Anies Baswedan memastikan perjanjian utang senilai Rp 50 miliar yang dibuat saat kontestasi pemilihan kepala daerah atau Pilkada DKI Jakarta 2017 lalu dengan Sandiaga Uno selesai. Pernyataan itu disampaikan Anies melalui Hendri Satrio dalam konferensi pers di kawasan Cikini Jakarta Pusat, Selasa (7/2).
"Saat ini, perjanjian tersebut sudah selesai. Jadi, bukan lunas bahasanya atau diikhlaskan, tetapi selesai,” ujar Hendri.
Menurut Hendri perjanjian dianggap selesai lantaran dalam kesepakatan disebutkan Anies harus mengembalikan uang Rp 50 miliar apabila kalah di Pilkada DKI Jakarta. Apabila Anies dan Sandiaga menang dalam pilkada maka perjanjian dianggap selesai.
"Jadi, pokoknya beres, deh. Nggak usah dibalikin. Ini budaya baru dalam kontestasi pilkada," kata Hendri lagi.

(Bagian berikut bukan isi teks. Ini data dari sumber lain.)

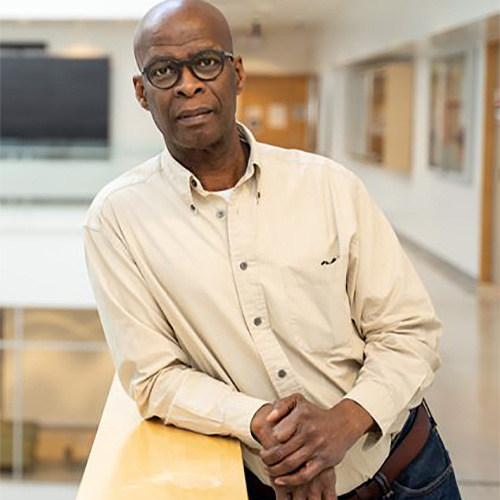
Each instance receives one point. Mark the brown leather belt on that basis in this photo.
(399, 459)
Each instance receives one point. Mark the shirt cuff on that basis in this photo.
(239, 410)
(377, 401)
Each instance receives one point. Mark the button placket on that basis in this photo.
(242, 228)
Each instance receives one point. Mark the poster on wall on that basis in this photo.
(449, 126)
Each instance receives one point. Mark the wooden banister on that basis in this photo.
(134, 459)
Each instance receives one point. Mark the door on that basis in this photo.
(490, 259)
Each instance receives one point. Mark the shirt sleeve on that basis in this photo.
(394, 316)
(150, 364)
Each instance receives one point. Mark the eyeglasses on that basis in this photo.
(205, 65)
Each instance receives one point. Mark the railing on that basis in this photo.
(136, 459)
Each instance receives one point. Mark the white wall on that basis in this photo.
(439, 213)
(41, 253)
(134, 137)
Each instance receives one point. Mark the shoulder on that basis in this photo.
(305, 166)
(134, 179)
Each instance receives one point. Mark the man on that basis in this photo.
(257, 292)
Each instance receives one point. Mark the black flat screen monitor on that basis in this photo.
(54, 99)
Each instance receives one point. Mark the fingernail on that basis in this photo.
(272, 415)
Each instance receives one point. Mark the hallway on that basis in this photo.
(465, 394)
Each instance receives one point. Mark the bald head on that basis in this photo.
(156, 25)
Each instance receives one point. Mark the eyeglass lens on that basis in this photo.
(205, 65)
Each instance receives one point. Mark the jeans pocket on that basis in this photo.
(430, 476)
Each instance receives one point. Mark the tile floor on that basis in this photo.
(465, 395)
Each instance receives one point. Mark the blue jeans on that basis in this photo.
(430, 476)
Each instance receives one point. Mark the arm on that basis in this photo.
(393, 314)
(152, 367)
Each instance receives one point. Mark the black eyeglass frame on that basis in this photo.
(180, 63)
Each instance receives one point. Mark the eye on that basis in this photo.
(207, 61)
(162, 69)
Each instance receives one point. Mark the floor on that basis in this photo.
(465, 395)
(464, 398)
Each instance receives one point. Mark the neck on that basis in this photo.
(219, 166)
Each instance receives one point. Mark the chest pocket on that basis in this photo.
(318, 306)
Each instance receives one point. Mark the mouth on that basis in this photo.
(194, 115)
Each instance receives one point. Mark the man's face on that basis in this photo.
(193, 113)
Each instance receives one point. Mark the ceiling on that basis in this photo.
(240, 13)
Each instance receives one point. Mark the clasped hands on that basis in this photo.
(303, 443)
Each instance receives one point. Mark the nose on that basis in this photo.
(188, 85)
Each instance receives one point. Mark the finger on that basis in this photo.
(281, 493)
(276, 454)
(310, 470)
(315, 489)
(287, 427)
(292, 463)
(300, 493)
(282, 407)
(328, 479)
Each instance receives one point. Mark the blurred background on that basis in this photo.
(405, 94)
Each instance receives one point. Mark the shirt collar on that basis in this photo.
(184, 181)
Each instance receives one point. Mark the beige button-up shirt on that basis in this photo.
(212, 308)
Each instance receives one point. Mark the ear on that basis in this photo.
(241, 76)
(140, 92)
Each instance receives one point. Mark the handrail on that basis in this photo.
(134, 459)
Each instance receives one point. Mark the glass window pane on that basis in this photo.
(62, 400)
(56, 325)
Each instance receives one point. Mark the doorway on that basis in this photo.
(490, 258)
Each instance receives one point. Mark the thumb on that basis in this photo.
(282, 407)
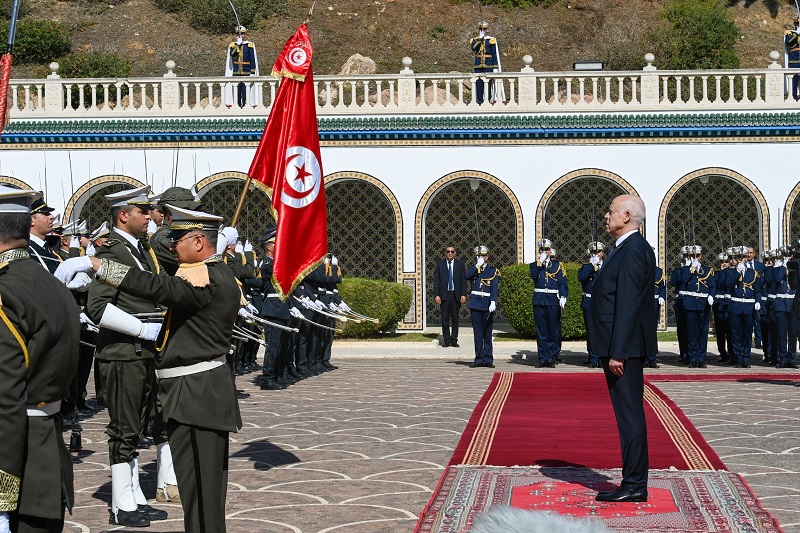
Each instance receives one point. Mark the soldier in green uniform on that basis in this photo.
(126, 360)
(39, 357)
(196, 386)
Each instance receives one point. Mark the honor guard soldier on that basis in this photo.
(783, 308)
(484, 280)
(723, 281)
(659, 295)
(698, 293)
(675, 278)
(196, 386)
(39, 358)
(745, 300)
(487, 59)
(126, 358)
(791, 55)
(587, 275)
(549, 298)
(242, 61)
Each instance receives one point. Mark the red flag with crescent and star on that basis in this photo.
(288, 162)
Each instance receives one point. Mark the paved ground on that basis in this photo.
(361, 449)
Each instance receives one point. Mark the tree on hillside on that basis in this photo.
(701, 36)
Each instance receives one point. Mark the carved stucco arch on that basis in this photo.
(79, 198)
(398, 214)
(422, 206)
(577, 174)
(711, 171)
(16, 183)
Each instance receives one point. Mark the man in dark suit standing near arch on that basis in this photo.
(449, 292)
(622, 317)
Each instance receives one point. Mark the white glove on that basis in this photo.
(80, 282)
(150, 331)
(66, 271)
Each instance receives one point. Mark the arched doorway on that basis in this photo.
(450, 218)
(362, 229)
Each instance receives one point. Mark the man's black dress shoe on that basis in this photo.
(623, 494)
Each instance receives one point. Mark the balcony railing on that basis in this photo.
(407, 92)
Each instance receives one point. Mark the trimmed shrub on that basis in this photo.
(388, 302)
(516, 293)
(37, 41)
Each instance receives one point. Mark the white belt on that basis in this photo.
(166, 373)
(48, 409)
(695, 294)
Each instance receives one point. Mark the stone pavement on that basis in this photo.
(361, 449)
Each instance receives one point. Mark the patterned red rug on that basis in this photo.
(568, 420)
(680, 501)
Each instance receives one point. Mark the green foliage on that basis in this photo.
(701, 36)
(387, 301)
(216, 16)
(516, 294)
(37, 41)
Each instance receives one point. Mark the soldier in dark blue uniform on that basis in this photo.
(659, 294)
(698, 295)
(549, 299)
(722, 281)
(484, 280)
(745, 300)
(587, 275)
(486, 60)
(680, 314)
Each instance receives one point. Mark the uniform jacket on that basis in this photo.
(550, 278)
(440, 275)
(484, 280)
(622, 313)
(111, 345)
(44, 318)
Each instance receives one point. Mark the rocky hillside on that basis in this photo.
(434, 33)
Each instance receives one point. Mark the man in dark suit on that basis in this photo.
(622, 333)
(449, 292)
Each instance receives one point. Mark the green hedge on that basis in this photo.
(388, 302)
(37, 41)
(516, 294)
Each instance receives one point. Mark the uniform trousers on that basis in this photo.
(128, 385)
(548, 340)
(200, 458)
(482, 324)
(741, 329)
(627, 397)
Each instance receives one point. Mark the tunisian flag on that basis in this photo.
(288, 162)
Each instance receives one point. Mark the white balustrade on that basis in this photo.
(407, 92)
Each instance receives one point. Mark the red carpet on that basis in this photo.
(567, 420)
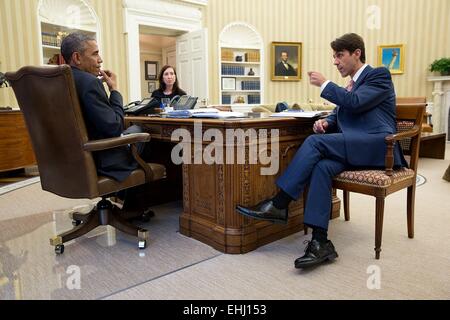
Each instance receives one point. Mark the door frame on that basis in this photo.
(151, 13)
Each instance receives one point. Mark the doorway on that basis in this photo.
(178, 20)
(157, 49)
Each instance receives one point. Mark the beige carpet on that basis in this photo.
(416, 268)
(177, 267)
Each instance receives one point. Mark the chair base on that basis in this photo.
(104, 213)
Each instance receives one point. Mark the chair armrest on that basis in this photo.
(414, 131)
(104, 144)
(390, 142)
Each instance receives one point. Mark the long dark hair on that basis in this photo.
(162, 86)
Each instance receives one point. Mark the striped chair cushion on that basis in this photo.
(376, 178)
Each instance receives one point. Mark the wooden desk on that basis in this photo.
(15, 146)
(211, 192)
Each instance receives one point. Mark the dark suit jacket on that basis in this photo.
(104, 119)
(365, 116)
(280, 70)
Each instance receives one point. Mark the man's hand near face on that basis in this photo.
(110, 78)
(320, 126)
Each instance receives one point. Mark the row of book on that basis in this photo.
(233, 70)
(50, 39)
(251, 85)
(251, 56)
(254, 99)
(251, 99)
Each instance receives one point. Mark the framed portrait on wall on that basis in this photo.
(151, 70)
(151, 86)
(392, 57)
(286, 61)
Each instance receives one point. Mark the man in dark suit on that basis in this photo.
(355, 133)
(103, 115)
(283, 68)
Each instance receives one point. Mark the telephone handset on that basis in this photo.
(183, 102)
(145, 106)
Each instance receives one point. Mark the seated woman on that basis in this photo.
(168, 84)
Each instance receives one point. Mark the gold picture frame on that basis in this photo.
(392, 57)
(286, 61)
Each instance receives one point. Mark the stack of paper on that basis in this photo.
(219, 115)
(299, 114)
(204, 113)
(190, 112)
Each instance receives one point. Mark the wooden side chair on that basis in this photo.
(381, 183)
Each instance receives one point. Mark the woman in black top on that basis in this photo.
(168, 84)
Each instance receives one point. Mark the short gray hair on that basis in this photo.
(74, 42)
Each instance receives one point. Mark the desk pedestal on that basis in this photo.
(211, 192)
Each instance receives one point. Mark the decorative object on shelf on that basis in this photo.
(241, 71)
(442, 66)
(286, 62)
(151, 70)
(151, 86)
(392, 57)
(60, 37)
(3, 81)
(229, 84)
(239, 99)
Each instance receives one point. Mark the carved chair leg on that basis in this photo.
(90, 223)
(410, 210)
(379, 213)
(346, 205)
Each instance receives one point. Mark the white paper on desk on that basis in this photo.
(203, 110)
(219, 115)
(299, 114)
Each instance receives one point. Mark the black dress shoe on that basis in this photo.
(265, 210)
(316, 253)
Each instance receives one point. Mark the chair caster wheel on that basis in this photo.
(142, 244)
(59, 249)
(145, 217)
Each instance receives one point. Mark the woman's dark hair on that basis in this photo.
(162, 86)
(350, 42)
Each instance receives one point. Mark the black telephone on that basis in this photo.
(145, 106)
(183, 102)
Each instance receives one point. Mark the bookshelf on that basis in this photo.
(56, 20)
(241, 73)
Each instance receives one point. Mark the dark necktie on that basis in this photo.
(349, 86)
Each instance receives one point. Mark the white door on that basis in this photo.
(192, 64)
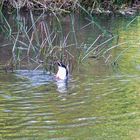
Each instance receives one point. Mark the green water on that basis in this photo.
(100, 102)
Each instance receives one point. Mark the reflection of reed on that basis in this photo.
(62, 86)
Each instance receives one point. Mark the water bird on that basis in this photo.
(62, 73)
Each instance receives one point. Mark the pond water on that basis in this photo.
(99, 101)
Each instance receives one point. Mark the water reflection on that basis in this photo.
(102, 104)
(62, 85)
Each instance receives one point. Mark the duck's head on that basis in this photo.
(62, 72)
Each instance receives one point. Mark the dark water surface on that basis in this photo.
(99, 102)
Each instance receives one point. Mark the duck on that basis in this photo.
(62, 73)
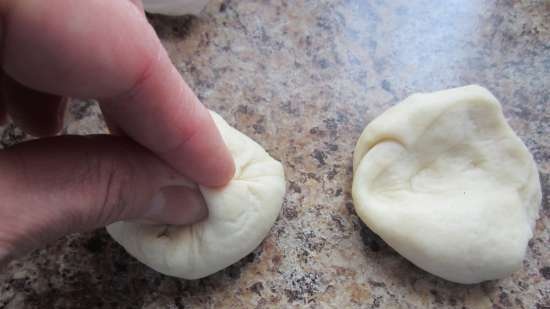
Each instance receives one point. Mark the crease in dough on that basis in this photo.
(446, 182)
(241, 215)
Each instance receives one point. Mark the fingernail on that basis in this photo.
(178, 205)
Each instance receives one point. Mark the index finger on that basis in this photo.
(106, 49)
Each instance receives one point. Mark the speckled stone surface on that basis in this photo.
(303, 78)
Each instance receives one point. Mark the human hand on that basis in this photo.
(106, 50)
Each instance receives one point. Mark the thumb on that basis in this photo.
(55, 186)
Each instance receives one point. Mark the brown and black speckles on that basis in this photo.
(290, 213)
(81, 109)
(302, 285)
(171, 27)
(234, 271)
(438, 299)
(96, 243)
(302, 76)
(294, 187)
(257, 288)
(338, 222)
(320, 156)
(311, 240)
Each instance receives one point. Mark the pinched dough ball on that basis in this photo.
(240, 216)
(444, 180)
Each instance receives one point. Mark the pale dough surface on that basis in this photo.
(241, 214)
(444, 180)
(174, 7)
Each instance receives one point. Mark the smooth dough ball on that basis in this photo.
(444, 180)
(174, 7)
(240, 216)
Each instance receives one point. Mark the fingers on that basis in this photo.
(37, 113)
(54, 186)
(117, 58)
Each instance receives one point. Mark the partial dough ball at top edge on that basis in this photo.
(241, 215)
(445, 181)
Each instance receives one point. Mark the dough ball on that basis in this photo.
(240, 216)
(444, 180)
(174, 7)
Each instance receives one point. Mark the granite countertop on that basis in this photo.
(303, 78)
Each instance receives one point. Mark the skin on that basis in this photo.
(55, 185)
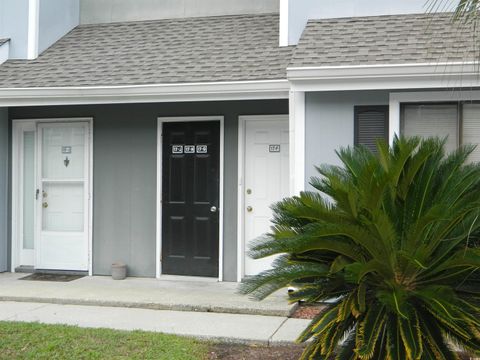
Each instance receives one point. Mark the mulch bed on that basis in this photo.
(243, 352)
(307, 311)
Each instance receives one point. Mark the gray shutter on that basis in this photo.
(371, 124)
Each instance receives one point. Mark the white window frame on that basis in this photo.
(160, 122)
(17, 162)
(397, 99)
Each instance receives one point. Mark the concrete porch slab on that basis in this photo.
(167, 293)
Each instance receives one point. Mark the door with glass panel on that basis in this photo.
(26, 191)
(62, 196)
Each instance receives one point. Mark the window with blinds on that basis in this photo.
(432, 120)
(371, 124)
(459, 123)
(471, 129)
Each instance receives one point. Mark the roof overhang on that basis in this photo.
(376, 77)
(213, 91)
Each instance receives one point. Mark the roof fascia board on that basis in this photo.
(214, 91)
(396, 76)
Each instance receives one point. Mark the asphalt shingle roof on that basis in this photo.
(222, 48)
(392, 39)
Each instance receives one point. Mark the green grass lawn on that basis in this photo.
(38, 341)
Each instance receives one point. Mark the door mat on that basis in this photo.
(52, 277)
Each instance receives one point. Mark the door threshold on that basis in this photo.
(187, 278)
(60, 272)
(24, 269)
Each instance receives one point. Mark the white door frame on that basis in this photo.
(17, 131)
(242, 120)
(160, 121)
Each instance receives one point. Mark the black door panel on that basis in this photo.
(190, 188)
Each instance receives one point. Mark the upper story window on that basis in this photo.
(371, 124)
(459, 122)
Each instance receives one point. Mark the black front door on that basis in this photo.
(190, 198)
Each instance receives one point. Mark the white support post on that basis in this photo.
(33, 19)
(393, 120)
(297, 141)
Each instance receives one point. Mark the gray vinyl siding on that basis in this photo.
(124, 180)
(3, 189)
(329, 124)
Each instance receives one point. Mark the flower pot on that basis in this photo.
(119, 271)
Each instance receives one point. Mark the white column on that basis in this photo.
(393, 119)
(297, 141)
(33, 19)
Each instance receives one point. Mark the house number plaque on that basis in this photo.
(189, 149)
(202, 149)
(177, 149)
(274, 148)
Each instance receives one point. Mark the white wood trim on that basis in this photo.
(160, 122)
(384, 76)
(297, 142)
(33, 28)
(397, 98)
(284, 22)
(242, 120)
(16, 206)
(212, 91)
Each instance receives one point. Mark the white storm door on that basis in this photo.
(266, 180)
(62, 196)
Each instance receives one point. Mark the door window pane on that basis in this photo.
(63, 152)
(28, 188)
(432, 120)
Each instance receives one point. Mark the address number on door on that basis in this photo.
(274, 148)
(189, 149)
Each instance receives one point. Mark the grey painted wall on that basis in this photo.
(3, 188)
(56, 18)
(14, 25)
(101, 11)
(330, 125)
(125, 175)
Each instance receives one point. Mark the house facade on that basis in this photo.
(158, 135)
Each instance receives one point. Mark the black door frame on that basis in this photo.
(160, 122)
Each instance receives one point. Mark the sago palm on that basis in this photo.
(390, 240)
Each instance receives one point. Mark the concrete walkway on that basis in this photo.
(168, 293)
(234, 328)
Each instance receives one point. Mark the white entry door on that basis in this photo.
(62, 196)
(266, 179)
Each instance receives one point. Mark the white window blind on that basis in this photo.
(432, 120)
(471, 129)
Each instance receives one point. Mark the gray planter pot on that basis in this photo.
(119, 271)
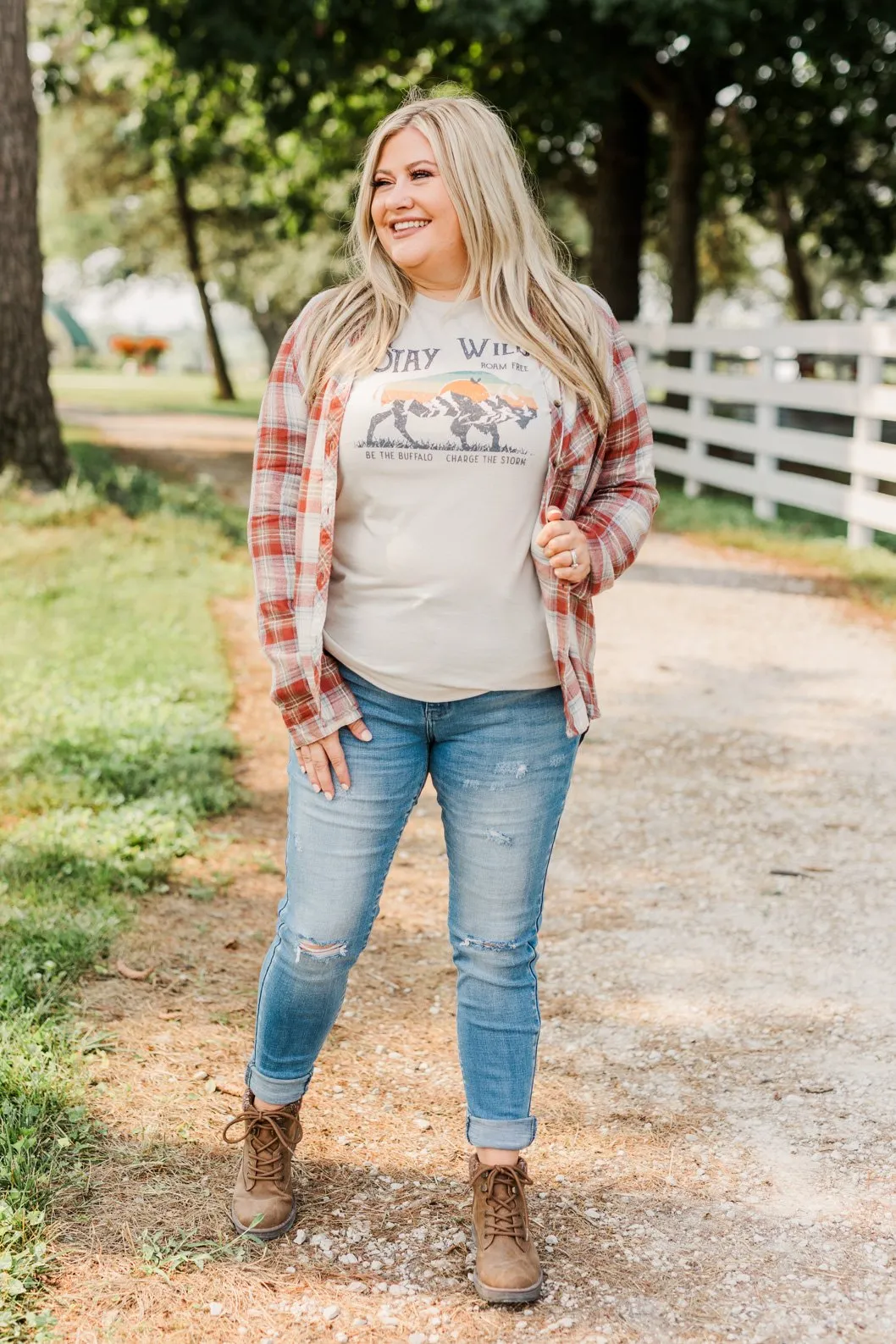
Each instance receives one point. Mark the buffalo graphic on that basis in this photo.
(464, 403)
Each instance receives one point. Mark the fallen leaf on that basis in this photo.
(130, 973)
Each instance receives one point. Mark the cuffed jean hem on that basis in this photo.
(275, 1092)
(509, 1135)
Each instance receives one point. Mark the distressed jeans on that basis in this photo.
(501, 765)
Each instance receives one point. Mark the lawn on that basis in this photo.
(805, 542)
(107, 390)
(113, 746)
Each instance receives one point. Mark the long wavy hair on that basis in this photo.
(515, 263)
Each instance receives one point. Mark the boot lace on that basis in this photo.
(268, 1147)
(506, 1214)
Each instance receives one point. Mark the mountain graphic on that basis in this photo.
(467, 405)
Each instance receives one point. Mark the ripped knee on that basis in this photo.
(485, 945)
(320, 950)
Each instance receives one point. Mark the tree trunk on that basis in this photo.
(30, 435)
(801, 292)
(191, 238)
(616, 208)
(687, 165)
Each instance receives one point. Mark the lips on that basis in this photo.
(401, 227)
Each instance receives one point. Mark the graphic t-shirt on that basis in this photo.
(442, 460)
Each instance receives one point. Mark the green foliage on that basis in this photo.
(98, 480)
(113, 696)
(165, 1256)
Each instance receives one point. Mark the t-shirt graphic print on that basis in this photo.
(442, 458)
(473, 410)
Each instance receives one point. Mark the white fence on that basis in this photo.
(802, 413)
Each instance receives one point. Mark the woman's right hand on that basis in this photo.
(316, 760)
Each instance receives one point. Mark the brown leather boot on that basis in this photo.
(263, 1202)
(506, 1262)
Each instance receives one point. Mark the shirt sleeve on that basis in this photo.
(277, 473)
(621, 495)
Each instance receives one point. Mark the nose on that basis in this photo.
(398, 196)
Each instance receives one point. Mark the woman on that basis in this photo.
(453, 458)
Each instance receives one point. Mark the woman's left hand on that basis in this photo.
(563, 540)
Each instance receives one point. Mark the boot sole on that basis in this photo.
(265, 1234)
(506, 1296)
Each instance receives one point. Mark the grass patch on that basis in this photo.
(108, 390)
(809, 542)
(100, 478)
(113, 748)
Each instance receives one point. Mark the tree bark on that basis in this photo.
(30, 435)
(616, 208)
(194, 257)
(687, 165)
(801, 292)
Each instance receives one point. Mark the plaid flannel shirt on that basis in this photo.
(605, 483)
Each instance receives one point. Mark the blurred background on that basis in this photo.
(716, 162)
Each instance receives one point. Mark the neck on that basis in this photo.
(437, 290)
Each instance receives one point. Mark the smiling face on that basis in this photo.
(414, 218)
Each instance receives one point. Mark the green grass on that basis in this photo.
(806, 540)
(113, 748)
(108, 390)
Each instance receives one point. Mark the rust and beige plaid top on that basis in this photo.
(602, 481)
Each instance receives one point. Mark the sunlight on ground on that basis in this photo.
(108, 390)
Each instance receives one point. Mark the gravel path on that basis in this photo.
(717, 1093)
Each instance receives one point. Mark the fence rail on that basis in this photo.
(799, 413)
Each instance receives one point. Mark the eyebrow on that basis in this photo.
(417, 163)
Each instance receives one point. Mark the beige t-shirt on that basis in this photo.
(442, 460)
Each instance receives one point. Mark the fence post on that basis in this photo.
(698, 407)
(763, 504)
(866, 430)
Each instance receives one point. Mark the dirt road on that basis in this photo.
(717, 1087)
(180, 444)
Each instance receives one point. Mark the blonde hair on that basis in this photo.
(513, 261)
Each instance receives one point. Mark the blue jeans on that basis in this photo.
(501, 765)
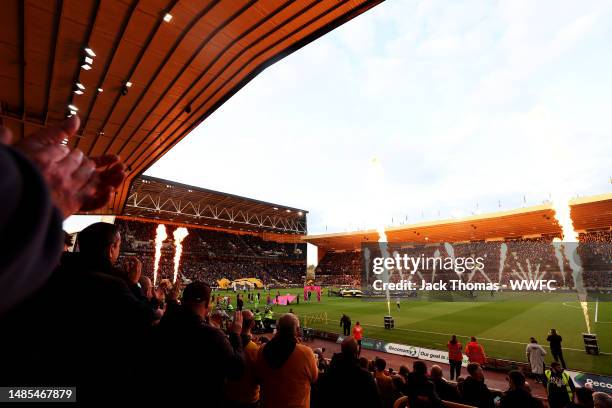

Adanya perjanjian antara Anies dan Sandiaga menurut Hendri merupakan hal yang baik dalam politik. Dengan adanya perjanjian maka kepala daerah bisa lebih fokus dalam bekerja rakyat ketimbang berpikir mengenai bagaimana cara membayar pinjaman ketika berkontestasi.
Ketika disinggung apakah isu pinjaman Rp 50 miliar diangkat untuk mengganggu atau mencitrakan Anies Baswedan,Hendri justru melihat hembusan itu menguntungkan Anies. Dia menyebut publik akan melihat bahwa Anies merupakan orang yang berkomitmen terhadap janji politik.
"Kenapa kemudian hal ini diangkat tiba-tiba? (Saya) Nggak tahu. Mungkin untuk mengganggu atau mencitrakan Anies nggak komit. (Pinjaman) Bukan diikhlasin, bukan lunas; tapi selesai karena Anies menang dalam pilgub Jakarta. Jadi, gitu ceritanya," jelasnya.
Ihwal adanya perjanjian utang piutang antara Anies dan Sandi ini sebelumnya diungkap oleh Wakil Ketua Umum Partai Golkar Erwin Aksa. Erwin menyebut perjanjian utang Rp 50 miliar dibuat lantaran Anies tak memiliki cukup dana untuk logistik Pilkada DKI Jakarta.
Sandiaga sendiri lebih memilih tidak mempersoalkan lagi soal perjanjian utang di masa lalu. Ia menyebut telah mengikhlaskan utang yang diberikan kepada Anies di Pilkada DKI Jakarta.